The fact that the Australian public was more offended by Areeba being mean than the racism towards her is the pinnacle of white Australian society and how hostile it is for brown women.

In case you missed it, Areeba and Juliette actually salvaged their relationship. Areeba even helped Juliette score alone time with Locky afterwards - but you won’t see people defending Areeba like they have with Zoe-Clare. 

Zoe-Clare has been laughed with for her silly, apparently harmless rant. She's been called “iconic” and there have been calls for her speech to be “framed.” Areeba, on the other hand, was branded a mean bully and denied any compassion, empathy or benefit of the doubt.

The double standards in how WOC are demonised and “cancelled” for behaviour that white women get away with on a regular basis are clear as day in this season of The Bachelor. If a brown woman being mean is more offensive to you than the racism we have witnessed on screen… well, you’re probably racist. 

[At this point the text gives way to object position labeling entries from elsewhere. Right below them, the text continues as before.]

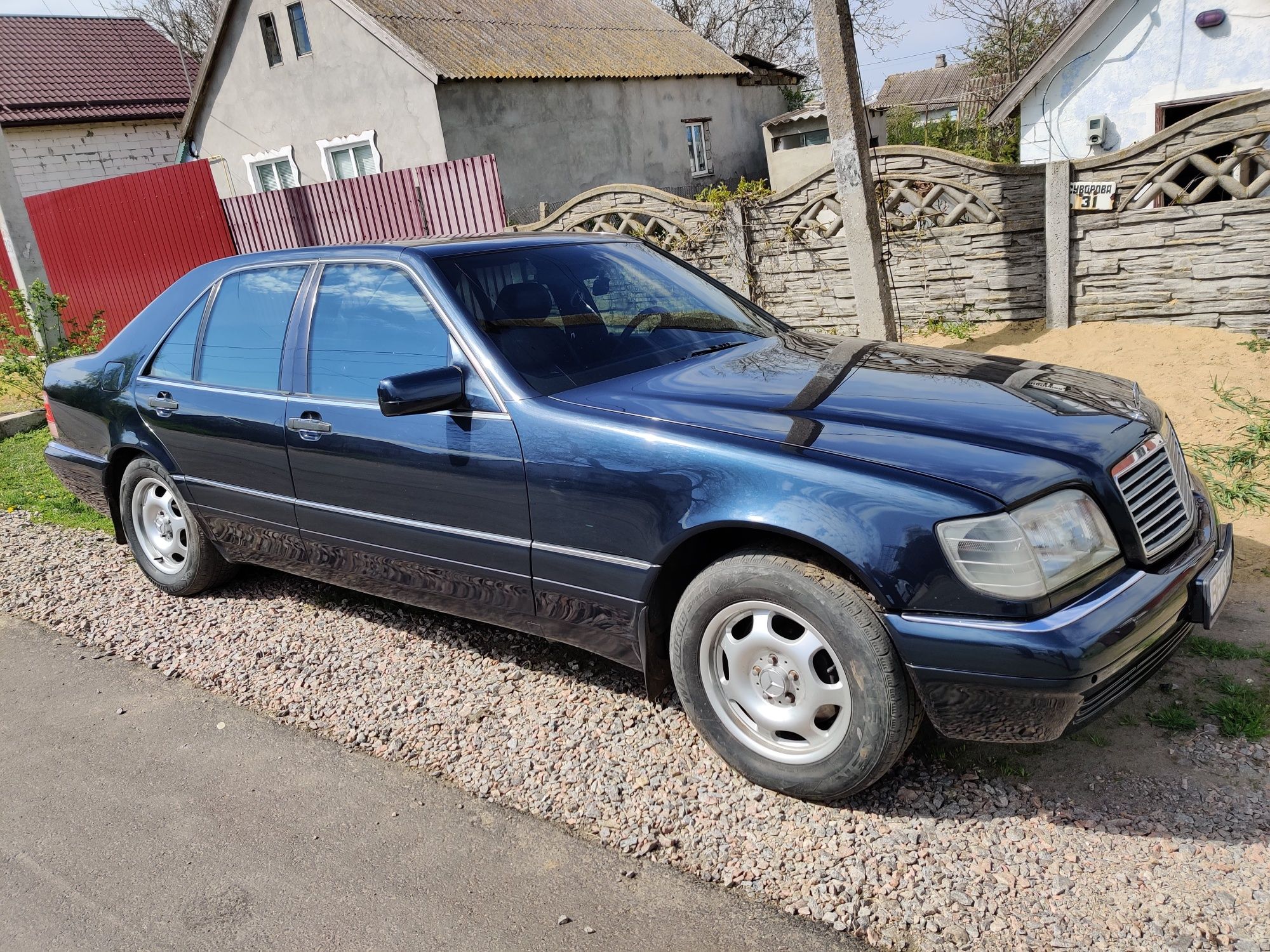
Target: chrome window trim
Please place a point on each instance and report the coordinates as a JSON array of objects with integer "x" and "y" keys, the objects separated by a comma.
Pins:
[
  {"x": 1061, "y": 619},
  {"x": 213, "y": 388},
  {"x": 288, "y": 263},
  {"x": 309, "y": 261},
  {"x": 374, "y": 406},
  {"x": 415, "y": 524}
]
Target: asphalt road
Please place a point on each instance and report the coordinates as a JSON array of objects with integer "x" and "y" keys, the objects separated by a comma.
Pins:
[{"x": 190, "y": 823}]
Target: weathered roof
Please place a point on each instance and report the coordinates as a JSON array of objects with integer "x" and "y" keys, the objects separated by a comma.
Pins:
[
  {"x": 812, "y": 111},
  {"x": 88, "y": 69},
  {"x": 1056, "y": 54},
  {"x": 938, "y": 87},
  {"x": 549, "y": 39}
]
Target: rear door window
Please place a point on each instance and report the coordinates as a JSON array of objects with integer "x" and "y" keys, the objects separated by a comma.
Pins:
[
  {"x": 247, "y": 328},
  {"x": 176, "y": 357},
  {"x": 370, "y": 322}
]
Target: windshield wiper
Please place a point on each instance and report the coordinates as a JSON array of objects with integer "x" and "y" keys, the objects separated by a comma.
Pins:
[{"x": 711, "y": 350}]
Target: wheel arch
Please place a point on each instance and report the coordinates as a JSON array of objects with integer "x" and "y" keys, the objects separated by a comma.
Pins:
[
  {"x": 117, "y": 461},
  {"x": 690, "y": 554}
]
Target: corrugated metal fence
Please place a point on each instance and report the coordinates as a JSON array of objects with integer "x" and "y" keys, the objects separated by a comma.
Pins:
[
  {"x": 115, "y": 246},
  {"x": 462, "y": 197}
]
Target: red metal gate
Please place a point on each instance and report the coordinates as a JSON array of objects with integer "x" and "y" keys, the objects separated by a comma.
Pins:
[
  {"x": 462, "y": 197},
  {"x": 115, "y": 246}
]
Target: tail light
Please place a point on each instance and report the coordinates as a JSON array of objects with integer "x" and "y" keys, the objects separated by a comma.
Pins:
[{"x": 49, "y": 414}]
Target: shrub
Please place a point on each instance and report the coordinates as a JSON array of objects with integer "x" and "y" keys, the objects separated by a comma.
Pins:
[{"x": 23, "y": 356}]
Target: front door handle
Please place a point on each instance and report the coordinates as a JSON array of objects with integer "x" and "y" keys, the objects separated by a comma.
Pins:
[
  {"x": 309, "y": 427},
  {"x": 163, "y": 404}
]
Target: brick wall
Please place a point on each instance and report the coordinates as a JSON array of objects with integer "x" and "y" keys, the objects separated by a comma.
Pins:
[{"x": 49, "y": 158}]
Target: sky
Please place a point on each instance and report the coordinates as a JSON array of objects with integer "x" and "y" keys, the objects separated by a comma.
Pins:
[{"x": 924, "y": 39}]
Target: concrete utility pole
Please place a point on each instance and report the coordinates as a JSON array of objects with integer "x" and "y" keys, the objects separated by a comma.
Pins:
[
  {"x": 20, "y": 239},
  {"x": 849, "y": 133}
]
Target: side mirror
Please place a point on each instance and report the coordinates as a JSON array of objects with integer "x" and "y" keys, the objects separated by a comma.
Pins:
[{"x": 422, "y": 392}]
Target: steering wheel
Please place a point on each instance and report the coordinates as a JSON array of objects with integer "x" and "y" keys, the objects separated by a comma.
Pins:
[{"x": 639, "y": 319}]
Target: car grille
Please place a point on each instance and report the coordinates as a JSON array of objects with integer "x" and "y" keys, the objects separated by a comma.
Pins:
[
  {"x": 1132, "y": 676},
  {"x": 1156, "y": 488}
]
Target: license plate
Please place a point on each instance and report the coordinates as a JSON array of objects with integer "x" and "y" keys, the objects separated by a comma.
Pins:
[{"x": 1213, "y": 585}]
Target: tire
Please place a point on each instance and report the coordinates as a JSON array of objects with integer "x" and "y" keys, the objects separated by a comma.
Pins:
[
  {"x": 166, "y": 539},
  {"x": 831, "y": 714}
]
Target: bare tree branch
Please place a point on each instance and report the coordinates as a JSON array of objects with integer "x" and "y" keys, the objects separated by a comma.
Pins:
[
  {"x": 187, "y": 23},
  {"x": 1008, "y": 36},
  {"x": 779, "y": 31}
]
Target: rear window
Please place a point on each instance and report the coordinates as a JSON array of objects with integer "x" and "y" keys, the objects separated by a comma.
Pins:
[
  {"x": 570, "y": 315},
  {"x": 247, "y": 327},
  {"x": 176, "y": 357}
]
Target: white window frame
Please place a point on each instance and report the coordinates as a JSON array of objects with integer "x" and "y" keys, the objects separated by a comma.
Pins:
[
  {"x": 326, "y": 147},
  {"x": 708, "y": 164},
  {"x": 271, "y": 155}
]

This season hasn’t just disillusioned me with The Bachelor, it’s disillusioned me with the wider Australian public. The lack of outrage on how Areeba has been treated and the double standards in her demonisation has made me lose faith in Australia’s ability to combat racism.

It’s 2020. If we’re still at the stage where a white woman can racially insult a brown woman on prime time TV and it’s brushed off as entertainment, then we’re far more backwards than anyone wants to admit.

Feature image: Channel 10.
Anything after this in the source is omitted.